What is a writer to do with such a series of social double binds? Trevor left Ireland because, by his own account, he could not find a job there, and he lived in England for most of his adult life. “I don’t really feel those divisions any more than really I feel, in literary terms, the division between Ireland and England. I feel that writers of fiction do belong in a no man’s land some place and I certainly feel I do.”

He was, in that no man’s land, completely at home in the English language. He had no need of metaphor; the push in his sentences is towards the apposite phrase and he repeatedly gives the reader the satisfaction of finding it. His approach is described as “egoless”, as though writing were, at its best, an exercise in modesty – a service to the character and to the story which exist, in some essential way, without him. Trevor was interested in fate, as though this is something over which, in his stories, he had no control. This allowed him to own the work and disown it, both at the same time, and shifts the focus to the formal beauty of the narrative shapes he made.

People ask novelists what their novel is “about”, a question that is seldom asked of the short story writer, who is obliged to talk, endlessly, about the joys and limitations of the form. Trevor saw himself primarily as a writer of short stories and his work fits neatly into this discussion, despite the fact that his pages are dense with social content. His observations of English suburban life as well as those of small town Ireland are so acute as to verge on the satirical. He had the eye of an outsider for the smallest detail, and irony did not escape him.

Trevor’s Irish characters live small lives, and they often get smaller. Who can forget Bridie, at the end of “The Ballroom of Romance”, realising she will settle for Bowser Egan, because when her father dies, she will be alone in the farmhouse? In “The Dressmaker’s Child”, Cathal is obliged to sleep with a woman whose daughter he may have hit with his car. Although he is not at fault he has only himself to blame, suffering as he does from all the guilt and none of the consolations of his religion. Cecilia in “Downstairs in Fitzgeralds” realises she does not know which of two men may be her father, and she manages to find a balance between belief and disbelief, love and loss. Trevor brings these characters, trembling, to a point of ambiguity or impossibility. When Cathal returns to a weeping statue of the Virgin that he had previously mocked, “He knelt, and asked for nothing.” There is a kind of redemption in this, in the realisation of our human frailty. The characters are also redeemed by Trevor’s tender and forensic gaze. His writerly compassion releases a sigh of happiness in the reader that might as well be one of resignation.
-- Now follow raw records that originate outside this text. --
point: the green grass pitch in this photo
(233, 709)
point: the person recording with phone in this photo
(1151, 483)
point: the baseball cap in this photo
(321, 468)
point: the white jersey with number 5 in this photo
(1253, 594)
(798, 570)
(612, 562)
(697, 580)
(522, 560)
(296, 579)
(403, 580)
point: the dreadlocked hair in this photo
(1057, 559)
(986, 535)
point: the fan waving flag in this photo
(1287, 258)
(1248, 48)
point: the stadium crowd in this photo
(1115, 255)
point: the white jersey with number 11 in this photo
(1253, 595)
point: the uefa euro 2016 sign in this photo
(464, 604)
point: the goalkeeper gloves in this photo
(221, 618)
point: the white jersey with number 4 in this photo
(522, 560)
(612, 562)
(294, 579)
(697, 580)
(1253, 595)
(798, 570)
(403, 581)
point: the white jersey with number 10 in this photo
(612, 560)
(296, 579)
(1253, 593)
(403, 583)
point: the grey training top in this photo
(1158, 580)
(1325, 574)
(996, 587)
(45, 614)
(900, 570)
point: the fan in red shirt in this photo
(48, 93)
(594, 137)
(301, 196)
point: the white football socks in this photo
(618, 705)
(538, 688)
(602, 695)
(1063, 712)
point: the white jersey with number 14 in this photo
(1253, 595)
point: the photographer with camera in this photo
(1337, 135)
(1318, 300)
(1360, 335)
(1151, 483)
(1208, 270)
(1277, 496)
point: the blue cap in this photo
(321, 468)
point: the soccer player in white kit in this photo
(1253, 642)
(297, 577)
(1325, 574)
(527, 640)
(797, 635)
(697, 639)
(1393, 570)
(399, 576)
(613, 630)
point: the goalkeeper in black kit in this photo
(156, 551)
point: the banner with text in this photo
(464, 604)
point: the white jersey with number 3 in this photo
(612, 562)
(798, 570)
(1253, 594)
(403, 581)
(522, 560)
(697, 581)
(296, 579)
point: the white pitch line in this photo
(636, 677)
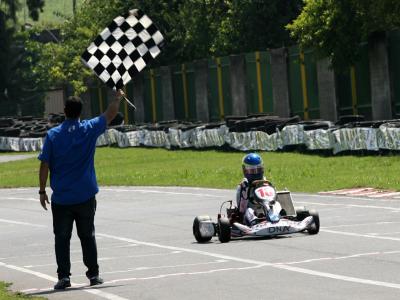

When he was presented with a life-time achievement award in Dublin in 2008, Trevor, who had a mischievous streak, agreed with me that these things take an enormous amount of the writer’s time, “and you can’t use any of it”. You cannot write about award ceremonies. They take you away from the desk for many precious hours and give you nothing to work with, when you sit back down to it. For a writer like Trevor, this felt like going home empty handed.

If you needed to get permission to publish one of his stories, as I once did, you wrote him a letter. You sent this letter to his home address in Devon and, a week or so later, you would receive a handwritten reply. And so it happened. I opened a small envelope and there it was, permission graciously granted. And there was something slightly magical about this process, as though the postal system had only recently been invented.

It would be easy to get nostalgic for this kind of life and its perfect pace. It would be nice to get time to mourn the man before the public business of remembering the great writer begins. These days, the public business starts within minutes of the news of his passing. But when the call went out to Irish writers last Monday afternoon, one thing had not changed: they were all at their desks, the place where Trevor knew he belonged.

Anne Enright is laureate for Irish fiction.